Midi, Balata, camp de réfugiés à la périphérie de Naplouse, pas un chat au tombeau de Joseph. Mais l’odeur fétide des phéromones des félins à laquelle se confond celle de l’urine d’êtres humains. Je m’attendais à devoir faire toutes mes photos dans la même puanteur. Non. Une fois entrée dans le sanctuaire peu de papiers jonchent le sol. Ce qui traîne, ce sont les restes des chandelles d’une nuit de prière.
Il faut dire qu’il veille au grain le policier palestinien en faction. Son service consiste à préserver le lieu « des deux côtés » comme il dit sobrement. Celui des habitants du camp de Balata et voisins du lieu, qui voient dans cet espace « vide » une déchetterie naturelle et l’occasion d’offenser les juifs.
Au milieu du camp de Balata
L’autre côté, c’est celui des juifs en question religieux de surcroît, ultra sionistes va sans dire. Mais le fonctionnaire veille ! Au cas où quelque intrépide viendrait planter sa tente dans l’endroit, au beau milieu du camp de réfugiés. Certes, au point où nous en sommes, tout est possible.
Pour l’heure, je suis seule. Le policier ne voit pas d’objection à ce que je fasse des photos encore qu’il ne comprenne pas ce qu’il y a à photographier.
Je lui concède, lui parlant toutefois d’archéologie et d’histoire, d’« intrusion militaire nocturne » de son rôle de vaillant gardien, évitant soigneusement de lui parler du patriarche juif, arrière-petit-fils de notre père d’Abraham, le fils préféré de Jacob/Israël, dont il est aussi fait mention dans la sourate 12 du Coran qui le tient pour un grand prophète. Je pressens que tout serait un peu compliqué pour lui.
Je m’en vais solitaire sur le cénotaphe. Ce qu’il en reste. Les grilles ont disparu. Il a perdu la moitié de sa hauteur par rapport à la dernière photo que j’ai de lui, prise en 1973.

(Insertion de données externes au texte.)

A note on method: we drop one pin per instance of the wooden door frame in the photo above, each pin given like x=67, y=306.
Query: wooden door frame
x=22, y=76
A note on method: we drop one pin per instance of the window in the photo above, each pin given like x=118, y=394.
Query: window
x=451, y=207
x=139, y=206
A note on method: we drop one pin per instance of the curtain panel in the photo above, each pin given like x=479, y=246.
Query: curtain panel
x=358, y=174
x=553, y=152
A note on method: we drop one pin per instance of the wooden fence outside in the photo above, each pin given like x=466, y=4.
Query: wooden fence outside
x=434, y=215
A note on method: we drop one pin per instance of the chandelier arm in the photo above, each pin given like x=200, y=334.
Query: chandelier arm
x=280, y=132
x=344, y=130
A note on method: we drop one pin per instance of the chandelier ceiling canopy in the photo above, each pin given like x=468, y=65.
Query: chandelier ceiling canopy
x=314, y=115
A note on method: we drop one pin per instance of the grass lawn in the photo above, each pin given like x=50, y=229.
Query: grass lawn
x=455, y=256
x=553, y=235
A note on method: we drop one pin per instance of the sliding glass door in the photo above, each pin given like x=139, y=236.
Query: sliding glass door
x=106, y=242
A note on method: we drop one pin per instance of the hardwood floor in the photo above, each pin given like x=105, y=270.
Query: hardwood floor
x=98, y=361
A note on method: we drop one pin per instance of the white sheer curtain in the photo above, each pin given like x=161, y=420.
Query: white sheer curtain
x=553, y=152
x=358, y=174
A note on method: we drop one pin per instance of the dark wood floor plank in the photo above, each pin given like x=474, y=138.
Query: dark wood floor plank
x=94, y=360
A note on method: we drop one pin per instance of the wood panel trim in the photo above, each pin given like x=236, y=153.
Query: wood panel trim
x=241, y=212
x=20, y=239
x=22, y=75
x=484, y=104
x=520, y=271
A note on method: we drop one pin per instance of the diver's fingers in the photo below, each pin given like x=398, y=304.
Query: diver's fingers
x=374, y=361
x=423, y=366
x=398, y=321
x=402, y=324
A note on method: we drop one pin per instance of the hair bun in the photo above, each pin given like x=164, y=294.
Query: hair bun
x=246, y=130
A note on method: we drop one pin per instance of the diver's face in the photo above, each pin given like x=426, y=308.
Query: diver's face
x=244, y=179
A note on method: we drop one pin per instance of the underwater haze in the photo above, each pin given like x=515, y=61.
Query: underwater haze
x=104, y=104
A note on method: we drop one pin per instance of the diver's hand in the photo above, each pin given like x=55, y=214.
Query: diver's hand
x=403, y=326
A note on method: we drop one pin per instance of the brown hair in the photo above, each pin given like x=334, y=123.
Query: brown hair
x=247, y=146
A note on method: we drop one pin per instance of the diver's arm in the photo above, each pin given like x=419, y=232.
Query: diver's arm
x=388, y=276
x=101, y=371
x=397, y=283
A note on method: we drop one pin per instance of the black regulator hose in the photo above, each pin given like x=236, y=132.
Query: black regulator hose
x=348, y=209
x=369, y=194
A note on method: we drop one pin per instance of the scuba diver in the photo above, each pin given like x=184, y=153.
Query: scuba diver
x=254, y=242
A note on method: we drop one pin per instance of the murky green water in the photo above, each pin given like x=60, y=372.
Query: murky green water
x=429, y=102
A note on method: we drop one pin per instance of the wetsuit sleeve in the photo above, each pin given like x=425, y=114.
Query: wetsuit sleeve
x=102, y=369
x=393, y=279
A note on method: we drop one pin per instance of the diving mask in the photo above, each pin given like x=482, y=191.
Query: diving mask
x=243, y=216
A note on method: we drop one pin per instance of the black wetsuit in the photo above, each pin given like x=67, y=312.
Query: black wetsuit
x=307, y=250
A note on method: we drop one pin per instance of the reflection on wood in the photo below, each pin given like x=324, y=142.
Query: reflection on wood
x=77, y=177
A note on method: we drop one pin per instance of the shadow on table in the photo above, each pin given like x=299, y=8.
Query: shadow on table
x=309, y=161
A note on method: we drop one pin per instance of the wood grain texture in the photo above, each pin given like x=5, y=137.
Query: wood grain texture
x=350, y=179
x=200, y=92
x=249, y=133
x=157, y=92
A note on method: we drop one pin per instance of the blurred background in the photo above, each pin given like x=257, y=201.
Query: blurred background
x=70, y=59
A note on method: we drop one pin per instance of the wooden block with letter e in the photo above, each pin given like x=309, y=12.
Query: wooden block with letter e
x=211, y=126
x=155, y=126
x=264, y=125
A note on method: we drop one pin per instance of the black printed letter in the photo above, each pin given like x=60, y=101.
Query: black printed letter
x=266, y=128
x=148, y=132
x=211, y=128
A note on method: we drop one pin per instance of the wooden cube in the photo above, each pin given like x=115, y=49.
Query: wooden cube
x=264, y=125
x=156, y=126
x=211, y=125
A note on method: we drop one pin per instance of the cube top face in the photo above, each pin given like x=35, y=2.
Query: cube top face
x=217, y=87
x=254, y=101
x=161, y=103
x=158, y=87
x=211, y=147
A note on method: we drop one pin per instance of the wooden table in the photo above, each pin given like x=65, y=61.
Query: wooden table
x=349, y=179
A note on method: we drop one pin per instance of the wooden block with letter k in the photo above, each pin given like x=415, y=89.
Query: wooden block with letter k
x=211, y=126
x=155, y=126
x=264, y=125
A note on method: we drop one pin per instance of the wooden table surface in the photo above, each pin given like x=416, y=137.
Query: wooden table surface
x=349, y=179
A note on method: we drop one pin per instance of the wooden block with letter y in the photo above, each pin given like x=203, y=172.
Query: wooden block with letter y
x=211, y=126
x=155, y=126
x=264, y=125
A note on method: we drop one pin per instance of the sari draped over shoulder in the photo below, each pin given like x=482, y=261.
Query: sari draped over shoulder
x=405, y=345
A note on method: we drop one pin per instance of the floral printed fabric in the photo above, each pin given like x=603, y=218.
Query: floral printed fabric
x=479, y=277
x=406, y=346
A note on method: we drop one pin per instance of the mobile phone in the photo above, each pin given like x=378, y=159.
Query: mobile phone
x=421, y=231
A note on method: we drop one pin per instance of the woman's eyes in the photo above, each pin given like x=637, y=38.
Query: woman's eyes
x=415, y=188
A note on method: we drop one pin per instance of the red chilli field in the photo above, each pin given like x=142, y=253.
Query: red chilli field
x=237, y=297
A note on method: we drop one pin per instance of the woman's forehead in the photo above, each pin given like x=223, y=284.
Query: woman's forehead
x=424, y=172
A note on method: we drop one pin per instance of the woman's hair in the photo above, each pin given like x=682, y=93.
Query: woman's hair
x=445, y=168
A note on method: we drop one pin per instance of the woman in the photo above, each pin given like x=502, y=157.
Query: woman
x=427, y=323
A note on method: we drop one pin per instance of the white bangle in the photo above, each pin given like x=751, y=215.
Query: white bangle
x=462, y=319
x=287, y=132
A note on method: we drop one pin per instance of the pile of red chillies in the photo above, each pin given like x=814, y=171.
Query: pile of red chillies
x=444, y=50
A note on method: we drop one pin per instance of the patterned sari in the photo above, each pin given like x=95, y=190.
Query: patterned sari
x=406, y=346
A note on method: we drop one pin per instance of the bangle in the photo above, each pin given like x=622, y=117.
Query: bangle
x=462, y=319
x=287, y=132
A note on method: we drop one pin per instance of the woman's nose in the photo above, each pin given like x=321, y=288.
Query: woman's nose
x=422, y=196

A vrai dire c’est la deuxième Intifada qui a eu raison du site. Depuis le retrait de Tsahal en octobre 2000, cela va de mal en pis. Destructions, incendies, saccages, profanations. La population du camp ne sait pas quoi infliger au sanctuaire pour manifester, à peu de frais (et de risque), sa haine du sionisme religieux, celui qui lui « mange la laine sur le dos et grignote inlassablement ses terres ». C’est de mauvaise guerre, comme elles le sont toutes.
Prière partagée
Reste que je suis seule devant ce moignon de cénotaphe. Seule devant 3000 ans d’histoire. Seule devant l’histoire biblique. Seule, libre et en sécurité quand d’autres entrent ici de nuit, par milliers, protégés par l’armée. Et cette solitude m’impressionne. Il m’a été si facile de venir. Ce que je vis seule d’aucuns le tiendraient pour un privilège si bien que les mots manquent à ma prière. C’est bien un lieu saint et ce patriarche est aussi le mien, n’en déplaise aux frères aînés. Je pense à eux. Je me demande ce qu’est une prière juive ici. La mienne ça va donner : « Euh mon Dieu… saint Joseph… pas celui-là, l’autre… Je vous prie pour tous vos descendants… comme vous savez, mieux que moi, ce dont ils ont besoin je vous fais confiance, enfin… s’ils pouvaient juste être heureux. »
D’un autre côté, je n’ai pas trop envie que le bonheur de certains passe par la récupération du sanctuaire. On se retrouverait devant le même schéma qu’à Hébron-Kyriat Arba. On trouve un compromis et les colons extrémistes s’engouffrent dans la brêche ouverte et c’est le début de la déconfiture. Au lieu d’apprendre à partager, on va vouloir s’exclure, puis se chasser. On se haïra pour la plus grande Gloire de Dieu. Tristement déjà vu.
Je quitte le lieu toute guillerette. J’ai mes photos, j’ai aussi le sentiment confus d’avoir fait un pied de nez au conflit. Je pense à Michael qui a vécu une tout autre visite (voir pages précédentes). C’est ce qui a motivé la mienne en plein jour, par curiosité, pour voir, pour comparer, pour expliquer comment ce pays est si incroyablement complexe. Qu’on peut y vivre tout et son contraire. C’est ce qui le rend délicieux et parfois désarmant même s’il est surarmé.